This is the very first PR of the project formalizing core concepts and results in auction theory.
Our group is working on more contributions on the formalization of game theory prefix.
Co-authored-by: Ma Jiajun hoxide@gmail.com
Reference
Roughgarden, Tim. Twenty Lectures on Algorithmic Game Theory. Cambridge University Press, 2020. Link
Current plan for formalization of Game Theory
The current plan for the formalizing of Game Theory include:
1. Auction Theory. 🎉 (200+ lines, this PR)
2. Mechanism design & Myerson's Lemma. 🎉 (400+ lines, pending for modification to Mathlib Standard)

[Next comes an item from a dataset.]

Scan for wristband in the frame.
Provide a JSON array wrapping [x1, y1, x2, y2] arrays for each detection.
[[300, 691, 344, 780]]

An allocation rule is implementable if there exists
- Dominant Strategy Incentive Compatible (DSIC) payment rule
- An allocation rule is monotone if for every bidder’s gain is nondecreasing w.r.t. her/his bid
Implementable ⇔ Monotone
In the above case, the DSIC payment rule is unique.
3. von Neumann‘s Minimax Theorem. 🎉 (800+ lines, pending for modification to Mathlib Standard)
4. Nash Equilibrium. 🎉 (pending for modification to Mathlib Standard)
5. Brouwer fixed-point theorem. (Work in Progress)
6. More Mechanism design. (Planning)